À une vingtaine de kilomètres de Pointe-Noire, le site historique de Loango s’apprête à devenir un haut lieu de mémoire universel. Les autorités congolaises ont lancé en 2025 la construction d’un mémorial et d’un musée consacrés à la traite négrière, afin de réhabiliter le rôle de l’Afrique centrale dans cette histoire longtemps occultée.
Du XVIᵉ au XIXᵉ siècle, Loango fut l’un des principaux ports de déportation vers les Amériques.
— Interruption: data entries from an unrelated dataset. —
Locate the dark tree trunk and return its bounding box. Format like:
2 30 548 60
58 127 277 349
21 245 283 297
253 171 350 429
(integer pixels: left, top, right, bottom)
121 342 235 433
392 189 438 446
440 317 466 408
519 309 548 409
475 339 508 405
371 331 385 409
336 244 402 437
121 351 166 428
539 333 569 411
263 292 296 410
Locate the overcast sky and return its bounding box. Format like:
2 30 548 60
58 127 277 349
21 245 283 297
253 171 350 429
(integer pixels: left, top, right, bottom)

Les historiens estiment qu’entre 2 et 3 millions de captifs – hommes, femmes et enfants – y ont transité, arrachés à leurs terres depuis l’actuel Congo, l’Angola, le Gabon ou la RDC. Près de la moitié des déportations transatlantiques auraient pris racine sur ces côtes.
Aujourd’hui, les vestiges de ce passé demeurent visibles : pistes sablonneuses, anciens marchés, et symboles tels que “l’arbre de l’oubli”, autour duquel les captifs accomplissaient des rituels avant l’exil. Un patrimoine longtemps relégué dans l’ombre, mais chargé d’émotion.
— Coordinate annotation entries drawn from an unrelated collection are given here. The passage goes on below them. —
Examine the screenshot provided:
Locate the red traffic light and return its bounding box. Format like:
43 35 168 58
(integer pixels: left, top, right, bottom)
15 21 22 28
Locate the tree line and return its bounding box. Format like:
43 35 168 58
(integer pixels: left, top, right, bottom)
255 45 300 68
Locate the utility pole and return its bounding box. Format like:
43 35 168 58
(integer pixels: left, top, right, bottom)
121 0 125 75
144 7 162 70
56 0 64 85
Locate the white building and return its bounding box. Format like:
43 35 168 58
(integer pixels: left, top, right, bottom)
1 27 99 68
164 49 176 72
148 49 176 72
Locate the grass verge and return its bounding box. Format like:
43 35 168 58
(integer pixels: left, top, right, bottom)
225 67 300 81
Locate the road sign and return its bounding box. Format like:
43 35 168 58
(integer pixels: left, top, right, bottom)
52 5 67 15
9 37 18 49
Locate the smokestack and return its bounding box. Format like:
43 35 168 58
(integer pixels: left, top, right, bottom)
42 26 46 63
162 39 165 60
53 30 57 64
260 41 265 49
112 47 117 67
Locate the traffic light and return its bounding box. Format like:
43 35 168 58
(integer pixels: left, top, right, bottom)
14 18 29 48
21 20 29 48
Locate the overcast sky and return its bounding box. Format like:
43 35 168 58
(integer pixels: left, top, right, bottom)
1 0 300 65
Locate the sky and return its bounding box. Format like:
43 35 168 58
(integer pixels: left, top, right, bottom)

Le projet de mémorial ambitionne de transformer Loango en centre de recherche sur l’esclavage et en pont entre l’Afrique et sa diaspora. Il s’agit de redonner une voix aux millions d’oubliés de Loango et d’inscrire l’Afrique centrale dans une historiographie trop souvent dominée par les récits d’Afrique de l’Ouest.
Une mémoire longtemps silencieuse, désormais reconstruite pierre après pierre.